Koud vuur in Open Haard


Origineel geschreven door een onbekende schrijver
Gepubliceerd in VT Vrije Tijd, november 1970
Originele titel: Koud vuur in open haard

Een echte open haard is in de meeste gevallen een vrij kostbare zaak. Daarom zocht de heer G. J. Molenaar uil Heiloo naar een voordelig compromis. Uiteindelijk werd het een imitatie-openhaard zonder kitsch-allures.
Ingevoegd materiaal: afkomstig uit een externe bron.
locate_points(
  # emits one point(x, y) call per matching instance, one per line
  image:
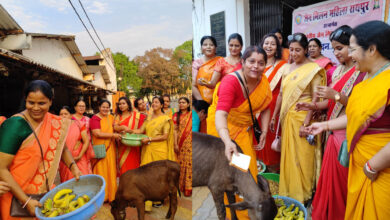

„Het gebeurde zelfs, dat mensen uit de buurt in het voorbijgaan een begerige blik wierpen op het gezellige openhaardvuur in de woonkamer. Later vroeg men dan het vuur even van nabij te mogen aanschouwen. In de kamer werd de vuurhaard zo dicht mogelijk genaderd en zochten de handen automatisch de warmte boven de vuurgloed. Kil was dan altijd de ontdekking, dat het hier een open haard betrof met koud vuur, een bijna volmaakte imitatie." Dit vertelt de heer G. J. Molenaar uit Heiloo, die met zijn vondst dus al plaatselijk opzien baarde.

„Het begon allemaal met de komst van het aardgas. We kregen centrale verwarming en de schoorsteen, die midden in de woonkamer staat, werd dus overbodig. Verwijderen zou te veel kosten en bovendien weet je nooit wat er dan te voorschijn komt. We besloten de schoorsteen te laten staan en overwogen wat met het gat in de schoorsteen moest worden gedaan. Dichtmetselen zou het aanzien erg saai maken en toen pas gingen onze gedachten uit naar een open haard. Het kon echter geen „echte" worden, want behalve dat de aanleg hiervan met hoge kosten gepaard gaat, zou ook de schoorsteen gerepareerd moeten worden, wat weer de nodige rommel met zich meebrengt. Het werd daarom een namaak-openhaard. In de winkel kost zo'n ding wel een paar honderd gulden. We gingen dus zelf aan de slag, wat ons aan materiaalkosten uiteindelijk niet meer heeft gekost dan 25 gulden." Aldus de heer Molenaar, die trots net verhaal vertelt van het ontstaan en uitlegt, waaruit „de vondst" bestaat en hoe het karwei werd geklaard.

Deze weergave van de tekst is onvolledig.